Cyprus president: nation will not leave euro

Cyprus’ president has pledged to keep the nation in the euro, saying an EU bailout had "contained the financial crisis." On Saturday depositors at the Bank of Cyprus are expected to discover how much they stand to lose.

President Nicos Anastasiades told a conference of civil servants in Nicosia on Friday that Cyprus "will not leave the euro."

By accepting the tough bailout conditions set by the European Union, European Central Bank and International Monetary Fund earlier this week, his government had achieved the best possible outcome for the country under the circumstances, he said.

"We have averted the risk of bankruptcy," Anastasiades said. "The situation, despite the tragedy of it all, is contained."

However the president criticized the so-called troika of lenders for making "unprecedented demands that forced Cyprus to become an experiment."

In order to secure the 10-billion-euro ($13 billion) bailout, Cyprus had to come up with 5.8 billion on its own, which is to be raised through a hefty levy on bank account deposits of 100,000 euros or more.

Depositors await confirmation of losses

Laiki, or Popular Bank, is to be wound up under the terms of the bailout, and deposits there over that amount could be lost altogether.

At the Bank of Cyprus, the country's largest lender, officials had previously spoken of a loss to big depositors of 30 to 40 percent.
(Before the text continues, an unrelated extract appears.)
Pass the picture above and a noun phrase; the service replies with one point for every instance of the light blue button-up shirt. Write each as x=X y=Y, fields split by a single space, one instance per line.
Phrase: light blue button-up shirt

According to a report broadcast on private broadcaster Sigma TV on Friday, however, that figure could be considerably higher.

It cited a copy of what it said was a central bank decree stipulating thatdepositors in the bank will get shares in the bank worth 37.5 percent of their deposits over 100,000 euros, while the rest of their deposits may never be paid back. The conditions of the losses are expected to be formally announced on Saturday.

The idea of dipping into private bank accounts to finance a bailout is unprecedented in the eurozone and it has raised questions about the security of people's savings in some of the 17 nations that use the euro as their currency.

A previous plan, which would have seen a one-time tax of a minimum 6.75 percent on all Cypriot bank account savings, no matter how small, had been voted down by the country's lawmakers last week.

Meanwhile, commercial banks in Cyprus returned to normal business hours on Friday, a day after they reopened under heavy security for the first time in almost two weeks. Cyprus’ central bank later lifted curbs on domestic credit card payments.